Zira Gazze konusunda bile bazı kafalar daha net değil! Bazılarının duruş yerleri farklı, söyledikleri farklı. Hangi çizgide olduklarından, hangi çizgide olmaları gerektiğinden söz etseniz. İlla bir ipten konuşacaksanız; kimin ipi kimin elinde, bunu izah etseniz.

Yine bu yılki fitre miktarının hesabını çok yapmasanız.

Kardeşlerimize asgari ne kadar yardımcı olabiliriz?

Yardımcı olmanın yolları nelerdir?

Yapmamız gerekeni yapmasak vebali nedir? Biraz bunlara değinseniz.

Birazcık da eski ramazanlardan bahsetseniz. Davullu, manili, gölge oyunlu olanlardan değil elbette. Mesela Bedirlerin, Tebüklerin yapıldığı, Mekke'nin fethedildiği, birçok gazve ve seriyyenin yapıldığı ramazanlardan bahsetseniz bize.

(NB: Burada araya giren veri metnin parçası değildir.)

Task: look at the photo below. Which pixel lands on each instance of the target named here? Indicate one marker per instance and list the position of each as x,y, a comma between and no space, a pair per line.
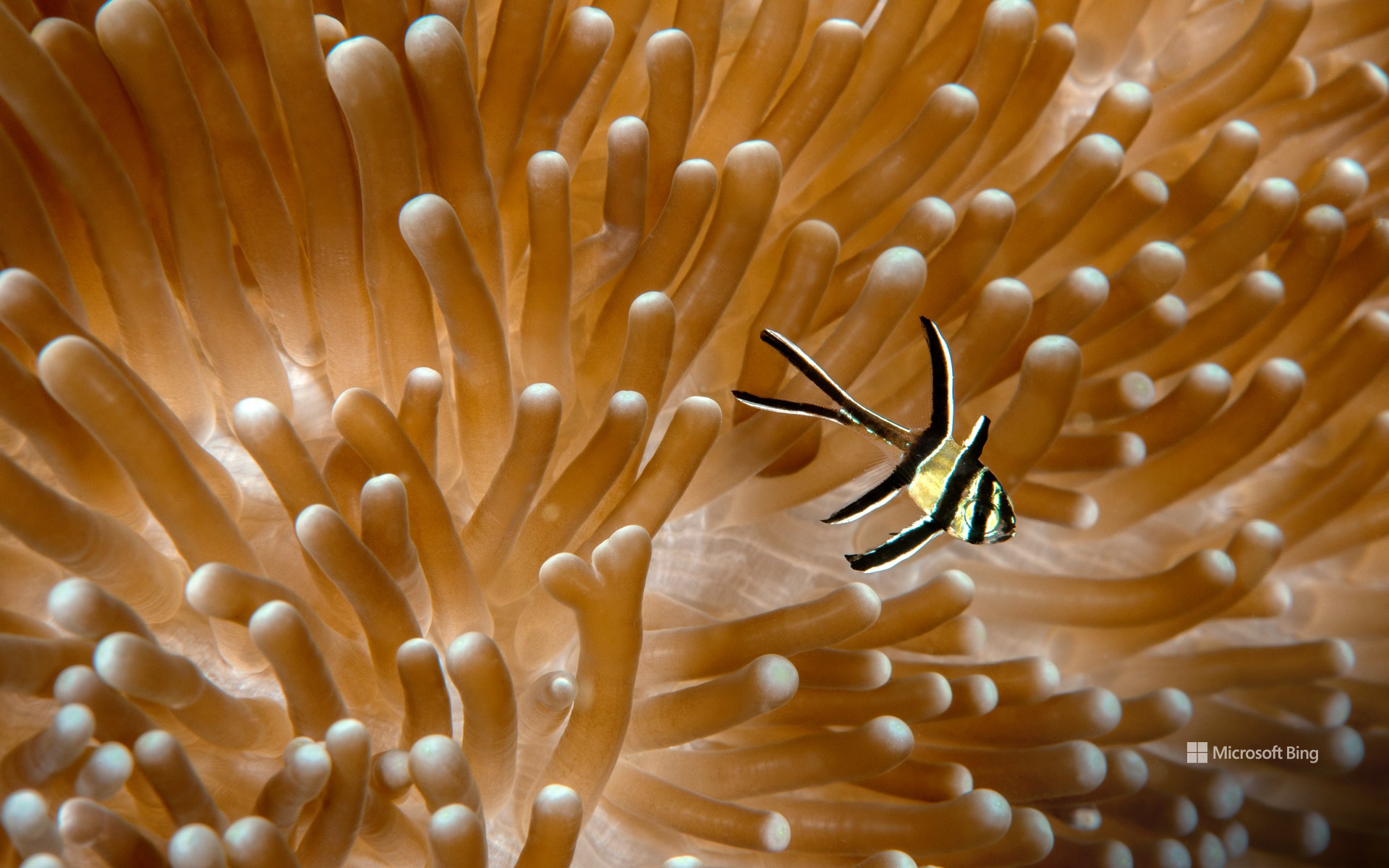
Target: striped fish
957,493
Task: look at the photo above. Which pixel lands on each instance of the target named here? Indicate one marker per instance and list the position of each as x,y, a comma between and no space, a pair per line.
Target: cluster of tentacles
373,490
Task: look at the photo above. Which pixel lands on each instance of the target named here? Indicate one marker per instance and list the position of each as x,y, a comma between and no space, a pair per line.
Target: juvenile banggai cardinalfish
957,493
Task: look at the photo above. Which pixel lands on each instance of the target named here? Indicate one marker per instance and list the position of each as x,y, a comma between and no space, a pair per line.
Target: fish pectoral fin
896,549
875,496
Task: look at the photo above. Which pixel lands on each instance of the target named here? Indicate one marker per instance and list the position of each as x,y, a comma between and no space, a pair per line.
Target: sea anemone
255,525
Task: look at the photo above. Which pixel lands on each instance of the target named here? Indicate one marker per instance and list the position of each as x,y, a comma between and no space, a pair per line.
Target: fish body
946,478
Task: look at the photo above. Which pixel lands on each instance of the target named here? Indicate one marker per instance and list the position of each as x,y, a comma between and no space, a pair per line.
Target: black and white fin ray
854,414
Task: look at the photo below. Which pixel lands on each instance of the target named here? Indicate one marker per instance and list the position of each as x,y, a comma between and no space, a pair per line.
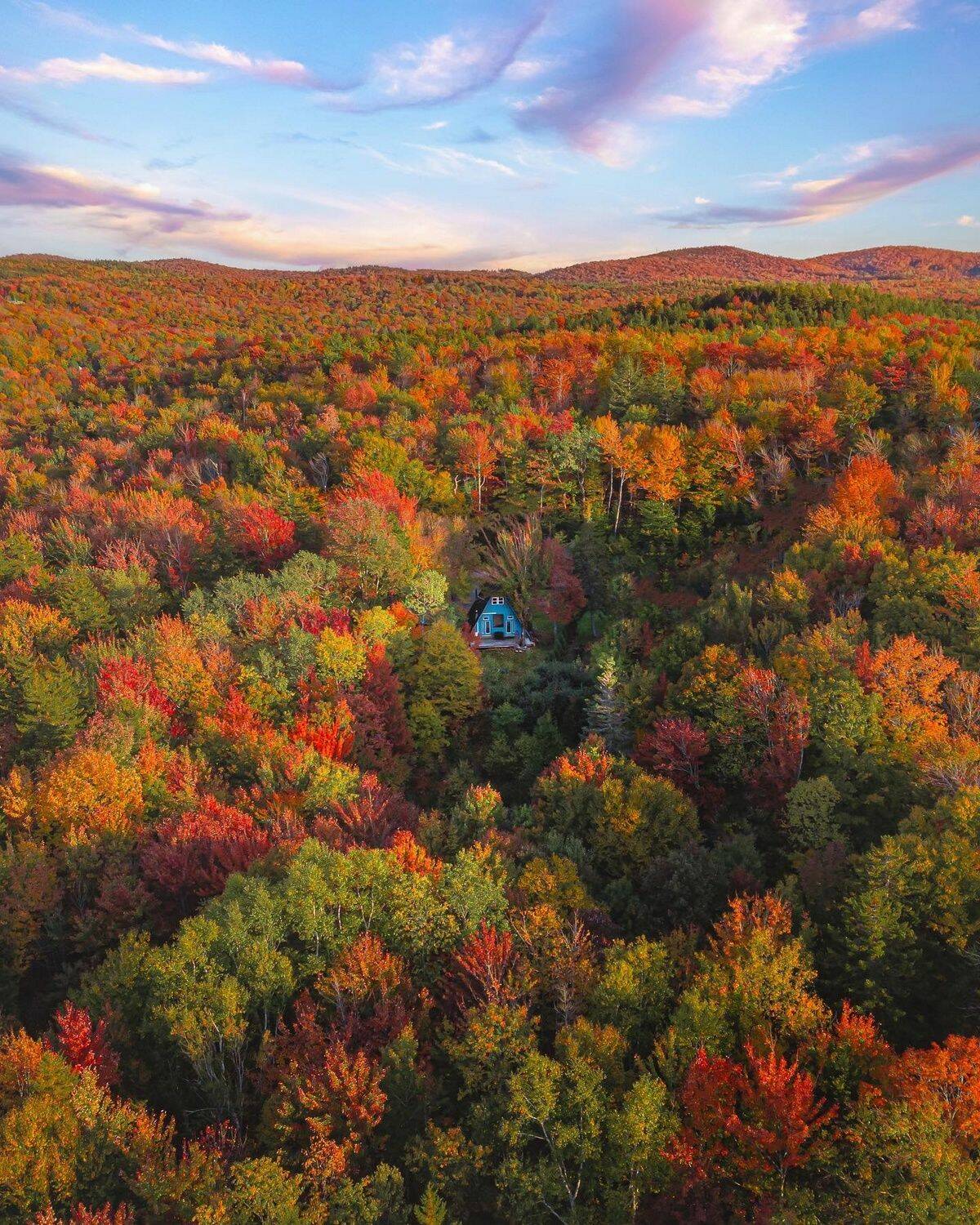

Efendimizden sonra da Kadisiyye Zaferi, Endülüs’ün Fethi, Safed Kalesi Zaferi, Ayn Calut Zaferi gibi zaferlerin hep ramazan ayında olduğunu hatırlatsanız.

Yani ramazan ayının taat ve ibadetin yanında; cihad ve zafer ayı olduğunu bilmemiz gerektiğini söyleseniz.

Oruç ve cihad kavramlarının birbirine çok yakın olduğunu; oruç ile nefis terbiye edilirken cihad ile küfür dize getirilir, biraz buralara değinseniz.

Kardeşlerimiz bütün imkansızlıklara rağmen oruçla birlikte cihad ederken, biz elimizdeki nimet ve imkanlara rağmen tembellik edersek bu olmaz, olmamalıdır nasihatini yapsanız.

Oruçlu olduğumuzda yorgunluk, bıkkınlık, isteksizlik halinin her tarafımızı kuşattığını ve bundan dolayı birçok hayırlı çalışmalardan geri kaldığımızı; bunun Allah(cc) yanında bir vebal, Gazzeli kardeşlerimize karşı büyük bir mahcubiyet olacağını dile getirseniz.

Dualarımızda hamd ve salavattan sonra,

“Ya Rabbi, Kardeşlerim! Ya Rabbi, Kardeşlerim! Onları muzaffer eyle, bizi de bu mübarek cihaddan hissedar eyle” dememiz gerektiğini, kendimizden önce dualarımızda kardeşlerimize yer vermemiz gerektiğinin dersini verseniz.